Mensagem de Moro a Dallagnol: “Prezado, a colega Laura Tessler de vcs é excelente profissional, mas para inquirição em audiência, ela não vai muito bem. Desculpe dizer isso, mas com discrição, tente dar uns conselhos a ela, para o próprio bem dela. Um treinamento faria bem. Favor manter reservada essa mensagem”.

 

  Deltan Dallagnol: Não comenta com ninguém e me assegura que teu telegrama não está aberto aí no computador, e que outras pessoas não estão vendo por aí que falo. Você vai entender porque estou pedindo isso

  Carlos Fernando: Ele está só pra mim, depois apagamos o conteúdo

  Deltan Dallagnol: (reproduzindo a mensagem do moro) – Prezado, a colega Laura Tessler de vcs é excelente profissional, mas para inquirição em audiência, ela não vai muito bem. Desculpe dizer isso, mas com discrição, tente dar uns conselhos a ela, para o próprio bem dela. Um treinamento faria bem. Favor manter reservada essa mensagem.

  Carlos Fernando: Vou apagar, ok?

  Deltan Dallagnol: Apaga sim

  Carlos Fernando: Apagado

  Deltan Dallagnol: vamos ver como está a escala e talvez sugerir que vão dois e fazer uma reunião sobre estratégia de inquirição sem mencionar ela

  Carlos Fernando: Por isso tinha sugerido que Júlio ou Robinho fossem também. No do Lula não podemos deixar acontecer

  Carlos Fernando: Apaguei

 

A procuradora foi afastada da inquirição de Lula.

Moro escondeu isso no Senado.

Dez perguntas sobre essa troca de mensagens:

1)     É normal que juiz dê recomendações à acusação?

2)     Essa mensagem de Moro não caracteriza um aconselhamento?

3)     Por que o juiz queria um melhor desempenho da acusação?

4)     O juiz dava aconselhamentos desse quilate à defesa?
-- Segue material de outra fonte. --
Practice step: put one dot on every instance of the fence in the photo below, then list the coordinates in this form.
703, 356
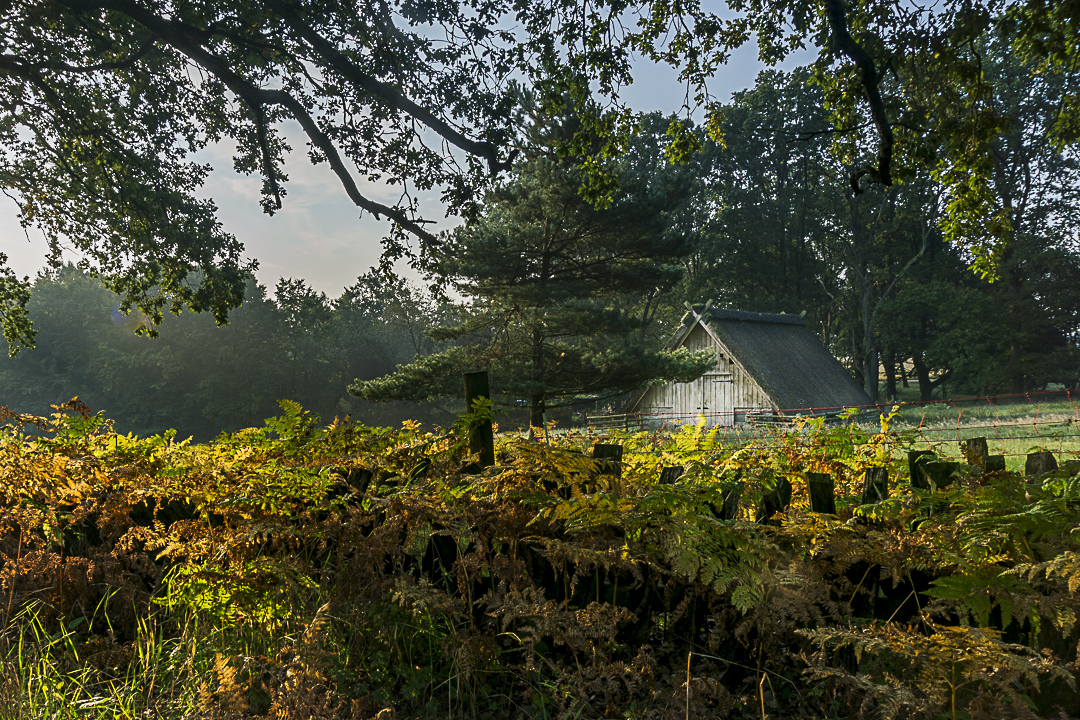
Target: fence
1013, 425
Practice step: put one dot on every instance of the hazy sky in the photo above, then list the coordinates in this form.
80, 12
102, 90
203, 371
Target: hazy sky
318, 234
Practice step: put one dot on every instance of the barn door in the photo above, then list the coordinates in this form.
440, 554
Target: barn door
716, 391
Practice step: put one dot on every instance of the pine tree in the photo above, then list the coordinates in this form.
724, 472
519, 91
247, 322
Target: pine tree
561, 295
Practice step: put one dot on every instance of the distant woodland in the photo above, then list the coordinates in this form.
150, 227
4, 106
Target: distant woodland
765, 220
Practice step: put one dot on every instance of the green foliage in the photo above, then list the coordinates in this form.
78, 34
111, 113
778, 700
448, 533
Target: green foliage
199, 378
352, 569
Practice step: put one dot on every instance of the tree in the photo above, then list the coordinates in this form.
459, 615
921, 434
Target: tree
106, 100
561, 294
201, 379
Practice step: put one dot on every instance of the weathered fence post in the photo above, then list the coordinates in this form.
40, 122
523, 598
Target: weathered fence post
822, 499
731, 498
916, 458
670, 474
939, 472
481, 434
1039, 462
976, 450
610, 459
775, 501
875, 485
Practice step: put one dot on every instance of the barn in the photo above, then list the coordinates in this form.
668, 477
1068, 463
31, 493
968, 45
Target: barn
766, 365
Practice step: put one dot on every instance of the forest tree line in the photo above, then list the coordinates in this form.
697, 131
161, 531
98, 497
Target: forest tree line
765, 220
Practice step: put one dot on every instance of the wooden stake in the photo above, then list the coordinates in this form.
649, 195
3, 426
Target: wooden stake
876, 485
1039, 463
481, 435
822, 499
610, 459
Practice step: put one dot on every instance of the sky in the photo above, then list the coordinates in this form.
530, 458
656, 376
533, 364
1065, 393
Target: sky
318, 234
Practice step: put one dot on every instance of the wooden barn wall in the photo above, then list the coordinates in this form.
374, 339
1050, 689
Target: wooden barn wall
723, 394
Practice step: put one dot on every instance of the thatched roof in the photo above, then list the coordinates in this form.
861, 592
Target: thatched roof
783, 356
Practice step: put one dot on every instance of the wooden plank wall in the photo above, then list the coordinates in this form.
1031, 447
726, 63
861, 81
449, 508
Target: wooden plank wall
724, 394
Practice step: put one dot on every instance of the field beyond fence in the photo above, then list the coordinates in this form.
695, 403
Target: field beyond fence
1013, 425
809, 568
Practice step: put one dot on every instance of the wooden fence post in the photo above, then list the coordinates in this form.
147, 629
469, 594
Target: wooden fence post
916, 458
731, 498
875, 485
1039, 462
481, 434
610, 459
975, 449
775, 501
939, 472
822, 498
670, 474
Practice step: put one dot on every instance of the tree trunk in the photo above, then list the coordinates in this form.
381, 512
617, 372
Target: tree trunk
922, 372
537, 411
889, 360
869, 348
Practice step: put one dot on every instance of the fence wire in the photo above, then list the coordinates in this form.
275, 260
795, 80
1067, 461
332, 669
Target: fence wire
1013, 425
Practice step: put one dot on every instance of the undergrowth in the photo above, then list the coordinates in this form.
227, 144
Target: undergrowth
342, 571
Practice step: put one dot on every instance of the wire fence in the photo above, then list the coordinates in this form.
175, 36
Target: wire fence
1012, 425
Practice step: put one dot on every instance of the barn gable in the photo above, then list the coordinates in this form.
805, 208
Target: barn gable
765, 363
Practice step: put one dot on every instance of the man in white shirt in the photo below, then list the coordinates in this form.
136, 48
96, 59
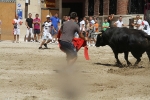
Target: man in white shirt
46, 35
138, 24
119, 23
16, 23
146, 27
91, 31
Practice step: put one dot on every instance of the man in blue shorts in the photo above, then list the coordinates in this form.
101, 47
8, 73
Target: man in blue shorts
68, 29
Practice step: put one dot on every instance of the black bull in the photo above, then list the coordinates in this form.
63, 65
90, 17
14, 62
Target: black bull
124, 40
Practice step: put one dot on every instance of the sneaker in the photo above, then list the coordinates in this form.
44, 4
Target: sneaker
45, 45
40, 47
36, 41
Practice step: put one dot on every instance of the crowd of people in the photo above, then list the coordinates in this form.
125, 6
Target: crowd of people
33, 26
89, 26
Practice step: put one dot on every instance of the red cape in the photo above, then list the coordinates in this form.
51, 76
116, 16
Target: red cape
78, 43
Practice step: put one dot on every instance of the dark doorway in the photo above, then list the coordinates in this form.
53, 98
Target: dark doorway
136, 6
74, 7
112, 7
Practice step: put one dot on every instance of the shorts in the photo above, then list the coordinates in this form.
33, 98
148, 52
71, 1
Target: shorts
29, 31
47, 36
91, 34
69, 49
54, 32
36, 31
16, 31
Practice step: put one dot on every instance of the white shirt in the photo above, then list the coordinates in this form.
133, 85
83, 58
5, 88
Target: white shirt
145, 24
17, 21
82, 23
47, 26
92, 22
119, 24
140, 23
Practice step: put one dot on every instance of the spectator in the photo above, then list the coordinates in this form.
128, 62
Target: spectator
36, 23
105, 25
87, 27
146, 27
29, 22
0, 29
55, 21
67, 34
110, 18
46, 32
91, 31
119, 23
96, 26
16, 22
82, 24
64, 19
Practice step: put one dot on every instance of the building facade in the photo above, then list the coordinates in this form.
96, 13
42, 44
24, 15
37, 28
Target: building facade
101, 7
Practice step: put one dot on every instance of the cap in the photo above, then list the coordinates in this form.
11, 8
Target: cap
48, 16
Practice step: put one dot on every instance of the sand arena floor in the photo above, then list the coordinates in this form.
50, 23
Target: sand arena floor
27, 73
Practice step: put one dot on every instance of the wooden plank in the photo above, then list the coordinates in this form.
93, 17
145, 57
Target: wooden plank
6, 16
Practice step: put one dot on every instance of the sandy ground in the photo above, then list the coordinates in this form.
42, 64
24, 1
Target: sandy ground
27, 73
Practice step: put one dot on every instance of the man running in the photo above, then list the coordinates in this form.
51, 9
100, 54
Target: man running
55, 21
36, 23
68, 30
16, 22
46, 32
29, 22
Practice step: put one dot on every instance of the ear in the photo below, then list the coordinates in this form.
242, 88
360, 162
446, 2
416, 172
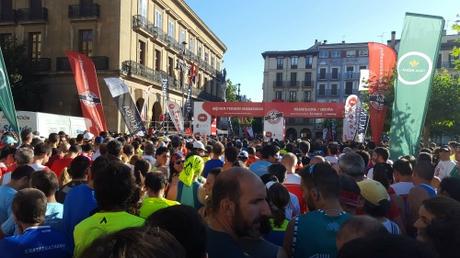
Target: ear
228, 207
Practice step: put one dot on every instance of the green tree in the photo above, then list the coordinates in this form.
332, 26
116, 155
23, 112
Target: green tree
443, 110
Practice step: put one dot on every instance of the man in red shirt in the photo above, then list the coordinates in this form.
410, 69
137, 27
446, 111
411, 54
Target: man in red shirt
59, 165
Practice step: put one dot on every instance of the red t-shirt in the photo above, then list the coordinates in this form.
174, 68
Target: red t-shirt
59, 165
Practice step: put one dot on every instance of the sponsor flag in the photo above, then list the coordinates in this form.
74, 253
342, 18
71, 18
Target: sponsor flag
176, 115
350, 121
6, 97
382, 59
418, 53
125, 104
88, 90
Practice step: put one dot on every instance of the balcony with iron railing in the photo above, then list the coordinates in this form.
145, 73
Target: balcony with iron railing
7, 17
29, 15
84, 12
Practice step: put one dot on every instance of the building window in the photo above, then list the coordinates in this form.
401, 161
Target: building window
292, 96
363, 52
293, 79
157, 60
348, 88
308, 61
334, 90
322, 73
323, 54
322, 90
351, 53
279, 95
182, 35
294, 62
335, 73
171, 66
307, 96
159, 19
171, 28
35, 44
142, 52
335, 54
279, 63
85, 42
142, 8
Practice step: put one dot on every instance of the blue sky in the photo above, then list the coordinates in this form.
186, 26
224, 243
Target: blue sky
250, 27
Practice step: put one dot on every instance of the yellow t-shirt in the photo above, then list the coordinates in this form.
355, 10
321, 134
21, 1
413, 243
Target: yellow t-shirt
193, 166
153, 204
100, 224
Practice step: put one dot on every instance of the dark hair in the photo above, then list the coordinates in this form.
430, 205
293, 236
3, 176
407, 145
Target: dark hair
278, 197
185, 224
44, 181
424, 170
155, 181
352, 164
451, 186
136, 243
322, 177
403, 166
42, 149
382, 152
79, 167
231, 154
277, 170
365, 155
218, 149
22, 171
161, 151
384, 246
29, 206
383, 173
114, 186
268, 151
114, 147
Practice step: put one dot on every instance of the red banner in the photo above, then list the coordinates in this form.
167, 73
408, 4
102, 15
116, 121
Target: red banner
88, 90
257, 109
382, 59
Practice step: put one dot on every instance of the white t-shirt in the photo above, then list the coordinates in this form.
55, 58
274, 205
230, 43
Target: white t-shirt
402, 188
293, 179
444, 168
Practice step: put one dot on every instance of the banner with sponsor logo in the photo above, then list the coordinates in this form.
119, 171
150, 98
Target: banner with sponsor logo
6, 97
274, 125
201, 120
382, 59
418, 53
350, 121
125, 104
175, 114
363, 122
88, 90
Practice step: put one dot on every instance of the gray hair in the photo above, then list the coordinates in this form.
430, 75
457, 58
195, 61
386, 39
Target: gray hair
352, 164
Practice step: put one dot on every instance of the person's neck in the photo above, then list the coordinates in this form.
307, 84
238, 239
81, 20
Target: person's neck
51, 199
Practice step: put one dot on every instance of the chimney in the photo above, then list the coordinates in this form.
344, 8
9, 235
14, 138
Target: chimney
393, 39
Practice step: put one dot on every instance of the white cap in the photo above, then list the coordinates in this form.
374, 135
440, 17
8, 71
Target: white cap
198, 145
88, 136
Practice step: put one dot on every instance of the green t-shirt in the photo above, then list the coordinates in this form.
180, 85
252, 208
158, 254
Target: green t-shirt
100, 224
153, 204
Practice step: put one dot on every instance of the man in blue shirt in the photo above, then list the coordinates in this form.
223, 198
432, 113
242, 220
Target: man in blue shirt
80, 202
19, 180
29, 207
269, 153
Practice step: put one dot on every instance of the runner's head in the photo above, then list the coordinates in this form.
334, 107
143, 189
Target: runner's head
239, 201
320, 183
29, 207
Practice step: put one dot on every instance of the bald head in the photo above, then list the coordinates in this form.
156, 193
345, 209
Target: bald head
230, 185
5)     Essa preocupação não favorecia uma das partes?

6)     Por que os procuradores, sendo normal esse tipo de sugestão, queriam tanto apagar a conversa o mais rápido possível?

7)     Essa mensagem não é a prova da parcialidade de Moro?
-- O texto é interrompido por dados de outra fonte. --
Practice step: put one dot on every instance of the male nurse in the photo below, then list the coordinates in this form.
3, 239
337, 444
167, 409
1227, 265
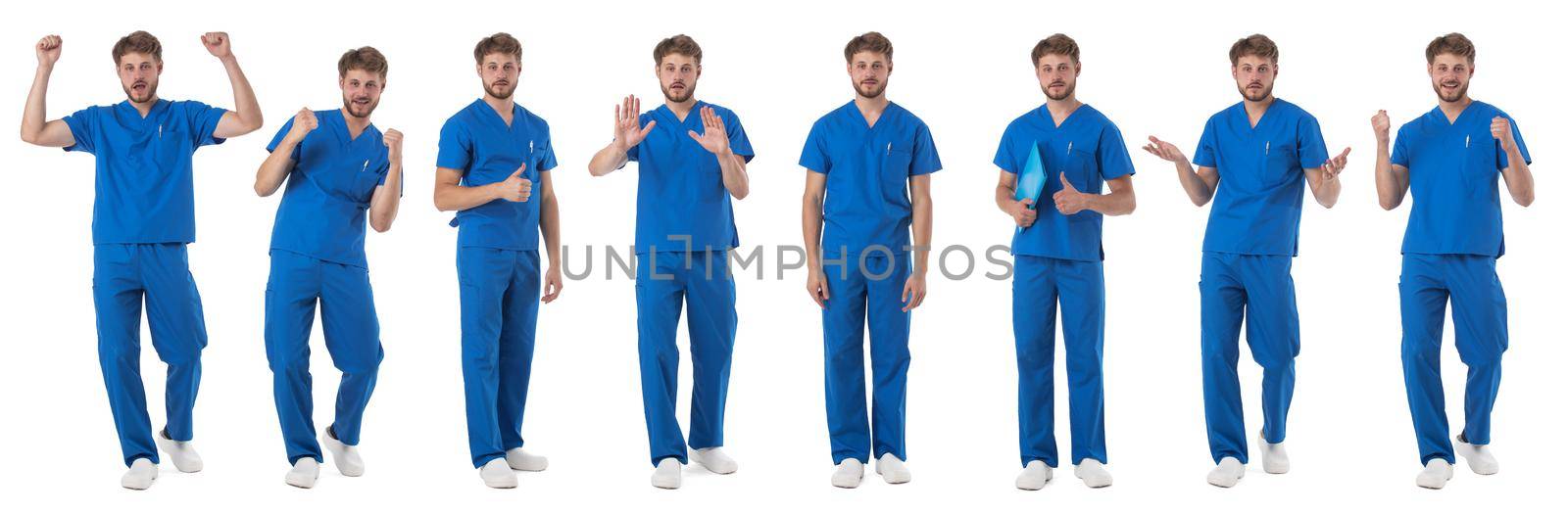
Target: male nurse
491, 156
869, 180
337, 166
1057, 258
143, 216
1251, 162
692, 159
1449, 160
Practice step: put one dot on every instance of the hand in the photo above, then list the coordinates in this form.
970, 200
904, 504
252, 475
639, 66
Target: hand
1502, 128
305, 122
626, 132
49, 50
1380, 125
913, 292
1070, 201
514, 188
1335, 164
1023, 211
817, 287
217, 44
553, 284
1164, 149
394, 140
715, 136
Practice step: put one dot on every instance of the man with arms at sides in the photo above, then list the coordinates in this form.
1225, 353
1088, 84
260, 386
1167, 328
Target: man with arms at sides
867, 182
143, 216
692, 159
491, 157
339, 166
1449, 160
1251, 162
1058, 258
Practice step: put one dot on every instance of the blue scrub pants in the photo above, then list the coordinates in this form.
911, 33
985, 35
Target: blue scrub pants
703, 280
353, 340
1258, 288
1481, 324
862, 295
1039, 284
122, 276
501, 308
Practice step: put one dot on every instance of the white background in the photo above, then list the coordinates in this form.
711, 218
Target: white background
1154, 70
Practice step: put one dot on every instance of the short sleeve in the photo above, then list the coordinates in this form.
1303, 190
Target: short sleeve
83, 128
454, 151
1112, 154
814, 156
204, 122
924, 160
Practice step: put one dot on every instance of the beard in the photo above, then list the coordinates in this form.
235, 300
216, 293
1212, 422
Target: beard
1458, 93
501, 91
360, 110
686, 93
148, 94
1259, 96
874, 91
1063, 96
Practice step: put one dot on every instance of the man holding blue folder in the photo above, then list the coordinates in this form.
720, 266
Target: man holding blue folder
1065, 149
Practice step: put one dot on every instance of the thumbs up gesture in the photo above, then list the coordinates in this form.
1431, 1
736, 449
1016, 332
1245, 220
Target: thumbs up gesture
1070, 201
514, 188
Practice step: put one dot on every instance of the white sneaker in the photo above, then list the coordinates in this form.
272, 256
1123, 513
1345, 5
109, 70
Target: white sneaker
1034, 476
305, 473
1476, 456
519, 459
140, 475
180, 452
666, 475
715, 460
849, 473
1094, 473
1275, 460
893, 470
344, 456
1437, 475
1228, 473
498, 475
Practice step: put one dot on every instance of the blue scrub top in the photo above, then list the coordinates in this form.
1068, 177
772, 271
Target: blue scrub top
1454, 172
867, 196
143, 190
1089, 148
486, 151
329, 187
1258, 206
679, 188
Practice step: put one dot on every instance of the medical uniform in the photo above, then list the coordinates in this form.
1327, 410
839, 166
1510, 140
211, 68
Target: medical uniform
1247, 256
684, 230
1058, 258
318, 256
143, 214
498, 268
866, 260
1450, 254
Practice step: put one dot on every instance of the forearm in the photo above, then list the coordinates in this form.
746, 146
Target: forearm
608, 160
733, 167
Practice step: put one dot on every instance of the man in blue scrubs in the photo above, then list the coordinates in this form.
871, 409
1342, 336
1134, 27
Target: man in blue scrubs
692, 159
1251, 162
867, 182
1449, 160
339, 166
1057, 258
143, 216
491, 156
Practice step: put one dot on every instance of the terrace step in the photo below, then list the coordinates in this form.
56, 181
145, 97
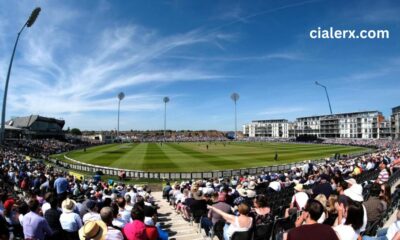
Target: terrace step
173, 223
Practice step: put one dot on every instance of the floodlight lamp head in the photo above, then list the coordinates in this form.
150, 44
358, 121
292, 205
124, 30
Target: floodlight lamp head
235, 97
121, 96
33, 17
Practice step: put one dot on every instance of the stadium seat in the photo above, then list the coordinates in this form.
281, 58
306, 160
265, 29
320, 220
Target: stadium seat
218, 230
242, 235
263, 231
8)     Essa não prova conluio entre juiz e acusação?

9)     Se fosse com a defesa essa intimidade seria considerada normal?

10)    Numa democracia consolidada essa relação seria admitida?

 

Depois de ler este texto, veja o documentário Democracia em vertigem. E tire as próprias conclusões. No Velho Oeste, o pistoleiro solitário, quando era ético, limpava a cidade e partia. Outros tempos.